Next he designed a bad-ass ship called the Fram, which is Norwegian for ‘forward,’ and sailed along the Siberian coast before heading into the pack ice, to test the idea that idea moved on an east-west current. After a year and a half in the ice, he got bored and headed towards the north pole by dogsled. After five months he and his companion hadn’t made it, so they spent the next nine months living in a hut made out of rocks and eating walrus. After that they headed south, luckily met up with some British scientists, and rejoined the Fram shortly after it broke free of the ice (after 35 months) and went back to Norway.

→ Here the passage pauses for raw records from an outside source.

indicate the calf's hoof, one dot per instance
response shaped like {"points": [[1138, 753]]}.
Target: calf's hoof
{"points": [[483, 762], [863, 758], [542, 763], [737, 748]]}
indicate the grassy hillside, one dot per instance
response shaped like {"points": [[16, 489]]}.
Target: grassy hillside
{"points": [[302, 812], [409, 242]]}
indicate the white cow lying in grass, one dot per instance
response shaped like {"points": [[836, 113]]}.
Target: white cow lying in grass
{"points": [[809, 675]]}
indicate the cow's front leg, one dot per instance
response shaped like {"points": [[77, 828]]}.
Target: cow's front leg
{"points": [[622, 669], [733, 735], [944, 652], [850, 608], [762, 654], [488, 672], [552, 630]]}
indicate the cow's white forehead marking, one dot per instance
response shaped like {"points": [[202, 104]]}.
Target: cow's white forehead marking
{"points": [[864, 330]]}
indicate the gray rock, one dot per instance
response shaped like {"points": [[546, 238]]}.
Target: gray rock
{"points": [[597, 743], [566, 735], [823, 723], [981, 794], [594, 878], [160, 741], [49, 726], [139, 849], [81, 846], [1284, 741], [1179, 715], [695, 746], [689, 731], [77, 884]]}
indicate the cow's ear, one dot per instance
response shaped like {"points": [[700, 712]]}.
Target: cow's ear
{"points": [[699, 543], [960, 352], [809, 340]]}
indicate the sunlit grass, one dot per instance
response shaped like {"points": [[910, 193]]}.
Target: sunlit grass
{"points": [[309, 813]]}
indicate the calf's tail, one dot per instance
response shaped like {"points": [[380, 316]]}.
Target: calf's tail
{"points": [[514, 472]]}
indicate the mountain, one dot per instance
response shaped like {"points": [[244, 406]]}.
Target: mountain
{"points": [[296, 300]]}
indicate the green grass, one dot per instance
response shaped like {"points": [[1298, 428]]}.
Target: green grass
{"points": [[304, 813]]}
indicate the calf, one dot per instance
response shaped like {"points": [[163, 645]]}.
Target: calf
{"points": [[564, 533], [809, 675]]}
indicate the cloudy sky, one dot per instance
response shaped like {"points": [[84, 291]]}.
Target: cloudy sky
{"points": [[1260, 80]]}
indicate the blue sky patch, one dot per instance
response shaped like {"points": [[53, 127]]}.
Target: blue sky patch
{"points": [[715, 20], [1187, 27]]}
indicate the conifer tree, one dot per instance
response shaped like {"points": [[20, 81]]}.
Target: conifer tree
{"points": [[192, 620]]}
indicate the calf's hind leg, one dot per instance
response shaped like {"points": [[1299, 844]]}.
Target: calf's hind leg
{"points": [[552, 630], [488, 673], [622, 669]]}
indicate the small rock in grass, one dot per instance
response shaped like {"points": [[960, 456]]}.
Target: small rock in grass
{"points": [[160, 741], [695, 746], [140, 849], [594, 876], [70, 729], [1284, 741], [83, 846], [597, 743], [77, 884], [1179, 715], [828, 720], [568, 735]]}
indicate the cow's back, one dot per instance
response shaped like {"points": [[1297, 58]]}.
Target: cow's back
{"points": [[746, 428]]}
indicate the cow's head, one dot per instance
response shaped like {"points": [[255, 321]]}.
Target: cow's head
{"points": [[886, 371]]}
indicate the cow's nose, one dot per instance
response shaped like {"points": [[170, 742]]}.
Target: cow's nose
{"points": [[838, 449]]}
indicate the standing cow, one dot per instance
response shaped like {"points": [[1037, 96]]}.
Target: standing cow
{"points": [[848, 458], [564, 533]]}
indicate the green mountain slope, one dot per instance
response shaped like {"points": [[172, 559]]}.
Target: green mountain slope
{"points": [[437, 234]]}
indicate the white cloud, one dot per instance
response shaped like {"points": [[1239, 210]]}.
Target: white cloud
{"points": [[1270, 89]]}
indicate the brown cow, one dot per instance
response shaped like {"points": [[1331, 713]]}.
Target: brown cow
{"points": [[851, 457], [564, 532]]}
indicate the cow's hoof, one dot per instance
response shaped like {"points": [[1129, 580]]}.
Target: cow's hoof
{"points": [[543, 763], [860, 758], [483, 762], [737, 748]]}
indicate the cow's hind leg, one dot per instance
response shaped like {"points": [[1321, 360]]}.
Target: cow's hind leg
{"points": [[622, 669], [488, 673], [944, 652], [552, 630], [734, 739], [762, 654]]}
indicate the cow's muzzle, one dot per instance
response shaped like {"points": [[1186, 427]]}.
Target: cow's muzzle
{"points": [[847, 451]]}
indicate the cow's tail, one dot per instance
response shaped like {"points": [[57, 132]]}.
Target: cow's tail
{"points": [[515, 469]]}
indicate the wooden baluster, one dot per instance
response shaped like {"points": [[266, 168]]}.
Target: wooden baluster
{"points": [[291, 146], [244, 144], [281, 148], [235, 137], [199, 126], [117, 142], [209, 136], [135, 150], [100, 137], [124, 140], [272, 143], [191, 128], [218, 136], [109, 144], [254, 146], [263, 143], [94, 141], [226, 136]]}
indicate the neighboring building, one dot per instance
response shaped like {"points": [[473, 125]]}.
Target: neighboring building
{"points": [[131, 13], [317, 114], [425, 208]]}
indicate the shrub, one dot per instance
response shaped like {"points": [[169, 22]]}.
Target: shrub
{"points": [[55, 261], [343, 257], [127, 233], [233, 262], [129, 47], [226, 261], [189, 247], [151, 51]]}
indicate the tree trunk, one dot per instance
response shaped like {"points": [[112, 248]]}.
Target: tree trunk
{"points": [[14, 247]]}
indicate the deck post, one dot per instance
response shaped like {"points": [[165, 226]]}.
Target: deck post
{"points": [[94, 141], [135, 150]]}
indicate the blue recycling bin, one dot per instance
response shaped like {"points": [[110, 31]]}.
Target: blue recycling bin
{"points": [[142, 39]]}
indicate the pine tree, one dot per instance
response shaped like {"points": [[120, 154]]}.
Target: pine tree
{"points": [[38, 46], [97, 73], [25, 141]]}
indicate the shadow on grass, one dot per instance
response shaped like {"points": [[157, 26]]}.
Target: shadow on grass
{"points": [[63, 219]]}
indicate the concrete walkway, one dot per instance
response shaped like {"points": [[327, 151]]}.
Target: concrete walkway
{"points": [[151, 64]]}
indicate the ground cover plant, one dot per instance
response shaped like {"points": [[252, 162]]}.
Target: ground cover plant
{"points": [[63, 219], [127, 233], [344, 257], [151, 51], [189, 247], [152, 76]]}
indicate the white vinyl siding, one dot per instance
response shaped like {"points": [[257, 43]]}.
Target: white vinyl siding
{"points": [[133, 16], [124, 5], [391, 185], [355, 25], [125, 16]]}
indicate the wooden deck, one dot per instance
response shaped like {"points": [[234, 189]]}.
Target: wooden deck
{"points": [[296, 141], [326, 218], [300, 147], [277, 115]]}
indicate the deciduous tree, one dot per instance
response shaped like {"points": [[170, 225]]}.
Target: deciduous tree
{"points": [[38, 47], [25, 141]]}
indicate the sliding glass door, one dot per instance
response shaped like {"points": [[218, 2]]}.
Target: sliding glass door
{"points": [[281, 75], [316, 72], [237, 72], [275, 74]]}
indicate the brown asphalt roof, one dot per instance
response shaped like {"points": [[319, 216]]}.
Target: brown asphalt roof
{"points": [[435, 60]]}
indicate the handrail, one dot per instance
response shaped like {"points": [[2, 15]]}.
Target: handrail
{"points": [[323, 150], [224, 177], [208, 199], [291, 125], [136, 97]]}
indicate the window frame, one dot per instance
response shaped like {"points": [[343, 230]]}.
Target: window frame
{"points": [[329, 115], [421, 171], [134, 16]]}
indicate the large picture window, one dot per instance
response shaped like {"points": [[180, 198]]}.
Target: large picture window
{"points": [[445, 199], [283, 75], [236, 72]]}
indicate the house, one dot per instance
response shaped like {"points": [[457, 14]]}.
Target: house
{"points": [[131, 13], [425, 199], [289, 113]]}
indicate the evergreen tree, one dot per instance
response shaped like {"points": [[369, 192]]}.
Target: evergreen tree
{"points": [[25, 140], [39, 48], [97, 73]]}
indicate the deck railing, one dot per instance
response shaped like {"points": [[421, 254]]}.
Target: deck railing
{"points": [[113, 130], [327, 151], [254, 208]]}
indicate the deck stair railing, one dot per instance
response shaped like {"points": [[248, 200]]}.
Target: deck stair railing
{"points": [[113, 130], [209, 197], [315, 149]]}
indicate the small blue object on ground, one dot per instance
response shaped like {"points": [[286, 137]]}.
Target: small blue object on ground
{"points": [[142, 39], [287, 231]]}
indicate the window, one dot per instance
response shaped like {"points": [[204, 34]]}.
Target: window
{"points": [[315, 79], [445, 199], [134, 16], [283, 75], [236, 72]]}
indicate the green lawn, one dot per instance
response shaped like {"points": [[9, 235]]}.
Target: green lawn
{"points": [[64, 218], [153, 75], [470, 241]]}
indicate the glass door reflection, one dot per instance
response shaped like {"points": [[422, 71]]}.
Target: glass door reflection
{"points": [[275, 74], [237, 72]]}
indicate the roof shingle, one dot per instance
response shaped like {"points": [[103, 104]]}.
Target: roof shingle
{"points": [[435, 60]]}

He did research for a while more then became a diplomat, and lent the Fram to Roald Amundsen, who took it to Antarctica, and successfully reached the South Pole.

He was involved in the League of Nations (aka United Nations v1.0) and earned a Nobel Peace Prize for helping 400,000 prisoners of war get home after WWI, trying to relieve the famine in the USSR in 1922, providing indentification and legal status for those who fled the Soviet Union after the Revolution, and for resettling displaced Greeks and Turks after fighting down there. After 1925 he was trying to help the Armenians (who got a super raw deal, being the first victims of 20th century genocide), but was unable to gain the League’s support, and then he died (peacefully) in 1930, in his home outside of Oslo.

So – 1. Athlete, 2. amazing oceanographer (see also: Nansen bottles), 3. helped refugees

Oh, and where did he get his skiing from? His mother. His mother was an avid skiier. In the 1860s!